Penalty for Selling Food without a License in Texas

For most food businesses in Texas, having the necessary license is a non-negotiable requirement. Retail food service establishment permits and licenses ensure that your restaurant, food truck, grocery shop, or cafe complies with food safety requirements and other local business laws. Failing to have your business inspected and licensed not only puts your customers at risk but also jeopardizes your livelihood and reputation. What exactly is the penalty for selling food without a license in Texas?

The Penalty for Selling Food without a License in Texas

penalty for selling food without a license in Texas

If you operate a food establishment without a license in Texas, a city attorney, county attorney, or district attorney can sue you in district court and force you to cease operations.

Selling food without a license in Texas can be classified as either a Class A or Class C misdemeanor. Each day you continue to sell food without proper licensing counts as a separate offense.

You may face financial penalties in amounts up to $10,000. However, these penalties do not apply to cottage food operations, which do not require permits or licenses.
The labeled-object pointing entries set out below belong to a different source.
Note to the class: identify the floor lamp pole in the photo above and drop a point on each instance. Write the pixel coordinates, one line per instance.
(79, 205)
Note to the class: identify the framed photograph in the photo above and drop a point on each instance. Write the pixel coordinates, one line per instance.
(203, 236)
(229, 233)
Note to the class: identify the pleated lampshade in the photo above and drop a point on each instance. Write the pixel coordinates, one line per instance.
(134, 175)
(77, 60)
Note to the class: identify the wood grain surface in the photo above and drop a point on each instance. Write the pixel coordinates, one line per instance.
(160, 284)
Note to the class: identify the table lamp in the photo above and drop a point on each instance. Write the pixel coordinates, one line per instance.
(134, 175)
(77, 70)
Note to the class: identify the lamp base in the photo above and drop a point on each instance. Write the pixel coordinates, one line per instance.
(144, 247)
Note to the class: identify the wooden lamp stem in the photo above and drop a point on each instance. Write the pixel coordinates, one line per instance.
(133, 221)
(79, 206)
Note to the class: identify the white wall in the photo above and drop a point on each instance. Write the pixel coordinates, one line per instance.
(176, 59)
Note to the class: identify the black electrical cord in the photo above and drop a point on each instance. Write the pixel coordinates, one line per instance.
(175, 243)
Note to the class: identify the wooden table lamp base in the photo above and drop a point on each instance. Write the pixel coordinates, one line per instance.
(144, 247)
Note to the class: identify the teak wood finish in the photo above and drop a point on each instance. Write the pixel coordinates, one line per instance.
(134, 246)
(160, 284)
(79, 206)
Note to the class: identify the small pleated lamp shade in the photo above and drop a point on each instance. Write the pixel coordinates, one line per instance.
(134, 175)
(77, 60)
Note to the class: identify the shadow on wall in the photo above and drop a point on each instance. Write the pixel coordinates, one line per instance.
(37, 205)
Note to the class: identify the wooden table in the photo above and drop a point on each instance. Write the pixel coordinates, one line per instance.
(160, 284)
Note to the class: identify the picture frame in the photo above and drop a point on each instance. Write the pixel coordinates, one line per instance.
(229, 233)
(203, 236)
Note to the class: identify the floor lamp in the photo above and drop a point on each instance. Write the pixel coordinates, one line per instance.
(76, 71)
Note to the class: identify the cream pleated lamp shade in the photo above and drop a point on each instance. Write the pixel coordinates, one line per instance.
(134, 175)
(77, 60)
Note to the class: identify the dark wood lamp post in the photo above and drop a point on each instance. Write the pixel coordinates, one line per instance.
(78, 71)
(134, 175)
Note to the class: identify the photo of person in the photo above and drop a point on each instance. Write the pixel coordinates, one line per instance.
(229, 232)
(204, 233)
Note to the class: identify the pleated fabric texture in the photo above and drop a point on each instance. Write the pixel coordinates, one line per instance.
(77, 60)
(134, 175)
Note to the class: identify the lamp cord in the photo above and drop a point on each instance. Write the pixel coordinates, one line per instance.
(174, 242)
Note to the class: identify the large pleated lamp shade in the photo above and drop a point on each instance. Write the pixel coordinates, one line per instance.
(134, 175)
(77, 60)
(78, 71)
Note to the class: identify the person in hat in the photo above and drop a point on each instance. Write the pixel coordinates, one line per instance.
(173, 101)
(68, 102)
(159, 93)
If you think the food you sell may qualify as ‘cottage food,’ double-check with the Texas Department of State Health Services.

Does my food business need a license?

As a business owner, you must understand that the state of Texas requires different licenses depending on the nature of your food business.

Here are the different food business licenses in Texas:

Retail Food Operation Permit

Mobile Unit Food Operation Permit

Temporary Food Establishment Event Permit

mobile unit food operation permit texas

The following food operations do NOT require permits in Texas:

  • Daycare facilities.
  • Establishments that offer pre-packaged foods that are not potentially hazardous (vending machines, concession stands, etc.)
  • Produce stands offering whole, uncut fresh fruits and vegetables
  • Food processing plants
  • A Bed and Breakfast limited facility
  • A private home that receives catered or home-delivered food
  • Charitable bake sale
  • Cottage food operations

For small businesses, particularly start-ups, the cost of applying for and maintaining a license may seem burdensome. However, weighing this against the potential penalties and harm to your reputation, it is clear that investing in obtaining a license is worthwhile.

Through education, due diligence, and obtaining the correct licenses and permits, you can protect your business and the public it serves. Compliance is not just about avoiding penalties; it is about establishing a reputation as a trustworthy and safe food provider.